Viscosity is the most important physical property of a lubricant as it affects its ability to flow to where it is needed and to stay where it is needed. Viscosity changes exponentially with temperature so it is essential to measure it at an agreed temperature. The SAE viscosity grade system used 100°C. The ISO viscosity grade system uses 40°C.
Terra Analytical reports Kinematic Viscosity in centistokes at 40 degrees Celcius.
If necessary we can test viscosity at 100°C or other temperatures as additional tests (not included in standard cost).
The reasons we use 40°C instead of 100°C are:
- The ISO viscosity grades are based around 40°C
- Most oil makers publish typical new V40 viscosity as well as V100
- Oil flows slower at cooler temperatures so the accuracy can be better for V40
- Contaminants such as water and fuel can boil vigorously at 100°C and give false results
There are many SAE multigrade oils that look the same at 100°C but we can tell them apart at 40°C. For example, a monograde SAE 40, a 15W40 and a 0W-40 could all have the same V100 as they are all SAE 40 oils which is defined at 100°C. However, at 40°C the difference becomes very obvious as the better multigrades have much lower V40 results (which is an indication that they are not going to be too thick to flow in cold temperature applications).
Oils are sold in different viscosity grades to suit different temperatures, loads and speed conditions. The use of the wrong grade could cause failure, especially in extreme conditions. Some contaminants (such as soot and glycol) can cause oil to thicken excessively. Other contaminants (such as fuel or leaking hydraulic oil) can cause oil to thin excessively. Changes in viscosity can indicate serious problems. It is important to correctly identify the oil types and grades being used to allow accurate monitoring of viscosity changes.
Water is a common contaminant that can harm equipment. Typical sources of unwanted water can be:
- Condensation of moisture from the air
- Sea Water (Marine)
- Cooling system leaks
- Combustion gas - cylinder blowby
For most practical engineering purposes a small amount of water is inevitable and acceptable as long as it does not exceed 0.1% (1000 ppm).

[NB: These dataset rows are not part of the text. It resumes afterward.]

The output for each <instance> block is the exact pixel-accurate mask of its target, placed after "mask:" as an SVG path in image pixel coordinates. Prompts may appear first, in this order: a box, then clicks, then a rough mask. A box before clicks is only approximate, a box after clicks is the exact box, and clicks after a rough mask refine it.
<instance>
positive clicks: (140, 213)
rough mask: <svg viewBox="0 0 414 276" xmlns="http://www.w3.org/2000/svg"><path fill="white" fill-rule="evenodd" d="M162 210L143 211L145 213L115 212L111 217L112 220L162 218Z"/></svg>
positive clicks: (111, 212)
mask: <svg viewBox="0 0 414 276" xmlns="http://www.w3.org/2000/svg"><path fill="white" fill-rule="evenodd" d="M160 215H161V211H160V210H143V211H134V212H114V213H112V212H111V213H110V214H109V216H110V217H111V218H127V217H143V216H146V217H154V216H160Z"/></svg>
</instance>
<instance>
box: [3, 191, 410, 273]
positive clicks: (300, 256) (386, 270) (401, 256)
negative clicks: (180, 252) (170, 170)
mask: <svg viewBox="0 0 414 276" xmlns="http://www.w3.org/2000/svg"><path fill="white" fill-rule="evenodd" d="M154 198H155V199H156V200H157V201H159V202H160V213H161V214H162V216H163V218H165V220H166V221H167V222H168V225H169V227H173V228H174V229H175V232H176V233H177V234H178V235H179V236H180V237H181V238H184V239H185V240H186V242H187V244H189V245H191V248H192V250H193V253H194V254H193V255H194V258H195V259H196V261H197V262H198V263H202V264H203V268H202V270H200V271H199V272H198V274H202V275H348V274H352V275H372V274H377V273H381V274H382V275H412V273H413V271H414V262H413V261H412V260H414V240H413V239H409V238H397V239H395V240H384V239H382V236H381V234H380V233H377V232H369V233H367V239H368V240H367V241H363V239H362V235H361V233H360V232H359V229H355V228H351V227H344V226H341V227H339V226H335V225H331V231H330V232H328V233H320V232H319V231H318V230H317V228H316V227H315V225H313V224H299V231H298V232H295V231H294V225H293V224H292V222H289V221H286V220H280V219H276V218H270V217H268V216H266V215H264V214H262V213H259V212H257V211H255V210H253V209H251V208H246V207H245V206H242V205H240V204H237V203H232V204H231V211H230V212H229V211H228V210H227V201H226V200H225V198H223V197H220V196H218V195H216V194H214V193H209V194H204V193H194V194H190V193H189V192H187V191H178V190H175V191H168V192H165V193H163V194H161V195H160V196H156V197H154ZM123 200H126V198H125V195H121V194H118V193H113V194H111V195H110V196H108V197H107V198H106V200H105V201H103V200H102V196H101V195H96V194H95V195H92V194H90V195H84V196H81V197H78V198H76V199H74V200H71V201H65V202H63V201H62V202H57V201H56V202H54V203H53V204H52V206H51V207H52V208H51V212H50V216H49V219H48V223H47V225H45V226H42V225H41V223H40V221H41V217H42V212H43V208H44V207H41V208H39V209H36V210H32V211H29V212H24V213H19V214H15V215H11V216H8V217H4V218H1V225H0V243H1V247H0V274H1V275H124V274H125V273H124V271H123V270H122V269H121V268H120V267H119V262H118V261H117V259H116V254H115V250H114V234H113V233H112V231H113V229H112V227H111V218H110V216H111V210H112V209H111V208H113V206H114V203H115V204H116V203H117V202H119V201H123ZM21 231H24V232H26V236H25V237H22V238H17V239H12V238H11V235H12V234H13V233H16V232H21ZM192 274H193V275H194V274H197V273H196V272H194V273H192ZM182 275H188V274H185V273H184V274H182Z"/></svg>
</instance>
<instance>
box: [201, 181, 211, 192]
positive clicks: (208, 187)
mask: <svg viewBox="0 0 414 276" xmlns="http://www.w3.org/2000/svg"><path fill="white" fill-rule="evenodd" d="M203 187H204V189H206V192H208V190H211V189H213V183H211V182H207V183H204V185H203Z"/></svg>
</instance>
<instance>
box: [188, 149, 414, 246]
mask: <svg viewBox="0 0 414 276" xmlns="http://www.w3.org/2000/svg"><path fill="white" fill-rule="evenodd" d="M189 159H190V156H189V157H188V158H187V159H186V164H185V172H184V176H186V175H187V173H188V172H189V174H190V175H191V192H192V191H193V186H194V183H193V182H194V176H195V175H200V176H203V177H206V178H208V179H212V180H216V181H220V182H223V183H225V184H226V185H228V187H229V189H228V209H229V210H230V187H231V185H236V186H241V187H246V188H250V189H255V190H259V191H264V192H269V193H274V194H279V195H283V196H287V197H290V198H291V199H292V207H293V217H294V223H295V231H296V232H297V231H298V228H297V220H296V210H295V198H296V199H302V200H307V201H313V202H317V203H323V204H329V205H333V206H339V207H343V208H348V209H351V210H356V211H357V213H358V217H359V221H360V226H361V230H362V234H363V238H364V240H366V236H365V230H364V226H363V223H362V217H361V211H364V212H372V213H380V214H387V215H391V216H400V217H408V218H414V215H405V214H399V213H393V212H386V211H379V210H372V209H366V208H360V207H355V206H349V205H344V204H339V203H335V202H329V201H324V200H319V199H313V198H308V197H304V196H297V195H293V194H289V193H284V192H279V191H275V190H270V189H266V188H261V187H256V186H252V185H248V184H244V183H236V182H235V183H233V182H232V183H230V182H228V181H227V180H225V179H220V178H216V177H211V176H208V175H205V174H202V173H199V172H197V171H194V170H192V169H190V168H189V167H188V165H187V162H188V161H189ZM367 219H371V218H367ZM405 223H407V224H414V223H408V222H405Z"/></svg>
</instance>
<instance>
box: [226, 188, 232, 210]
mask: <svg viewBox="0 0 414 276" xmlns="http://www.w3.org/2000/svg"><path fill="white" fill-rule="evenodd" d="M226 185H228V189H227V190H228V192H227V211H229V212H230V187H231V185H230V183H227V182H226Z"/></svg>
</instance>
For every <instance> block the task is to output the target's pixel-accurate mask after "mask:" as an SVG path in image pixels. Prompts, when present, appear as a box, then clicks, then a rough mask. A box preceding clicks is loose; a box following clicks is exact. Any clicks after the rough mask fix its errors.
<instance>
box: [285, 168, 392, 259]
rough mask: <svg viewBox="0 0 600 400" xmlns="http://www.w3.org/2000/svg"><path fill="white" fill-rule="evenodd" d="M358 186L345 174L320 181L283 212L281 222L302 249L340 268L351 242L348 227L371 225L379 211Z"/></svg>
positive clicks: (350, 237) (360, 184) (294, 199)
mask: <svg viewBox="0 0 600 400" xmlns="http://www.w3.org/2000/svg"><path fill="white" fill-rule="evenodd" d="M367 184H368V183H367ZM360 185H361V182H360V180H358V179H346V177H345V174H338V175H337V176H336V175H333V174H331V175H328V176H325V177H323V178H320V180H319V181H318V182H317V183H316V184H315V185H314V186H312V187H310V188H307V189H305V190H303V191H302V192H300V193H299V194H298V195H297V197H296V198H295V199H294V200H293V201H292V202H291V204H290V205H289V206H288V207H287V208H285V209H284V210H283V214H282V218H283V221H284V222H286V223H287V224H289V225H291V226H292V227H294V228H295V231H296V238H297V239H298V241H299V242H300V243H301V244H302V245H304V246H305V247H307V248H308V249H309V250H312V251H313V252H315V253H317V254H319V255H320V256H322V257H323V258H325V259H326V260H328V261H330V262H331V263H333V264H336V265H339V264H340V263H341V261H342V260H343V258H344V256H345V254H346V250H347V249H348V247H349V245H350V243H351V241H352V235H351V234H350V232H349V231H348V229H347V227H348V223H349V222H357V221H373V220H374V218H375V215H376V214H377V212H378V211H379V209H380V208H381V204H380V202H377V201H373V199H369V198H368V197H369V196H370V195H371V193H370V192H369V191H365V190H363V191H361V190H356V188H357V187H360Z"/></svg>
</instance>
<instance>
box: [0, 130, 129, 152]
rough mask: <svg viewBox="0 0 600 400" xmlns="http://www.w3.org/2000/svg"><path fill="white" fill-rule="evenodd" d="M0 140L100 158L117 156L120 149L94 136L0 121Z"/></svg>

For standard oil testing Terra Analytical reports H2O% which is the percentage of water estimated by the industry standard Hot Plate Crackle Test. This provides a good indication when the water content exceeds 0.1%.
Where it is critical to know the water content more accurately below 0.1% Terra Analytical reports H2Oppm which is water content in mg/kg (parts per million) by the ASTM D6304 Karl Fischer titration method.
Excessive fuel dilution in a diesel engine can result from leaking fuel injectors or pump failures. There is usually a small acceptable amount of fuel dilution in normally used engine oil. The various engine makers can have different levels of acceptable fuel dilution for certain engine types. There are also different methods of measuring fuel dilution that may give slightly different results.
Excess fuel dilution drops the viscosity and also drops the flash point of engine oil. Terra Analytical looks for both a significant drop in viscosity and flash point to provide an estimation of the fuel percentage. Where fuel dilution is detected this is reported as Fuel to the nearest percentage. This fuel percentage is derived from a flash point correlation based on NZ diesel.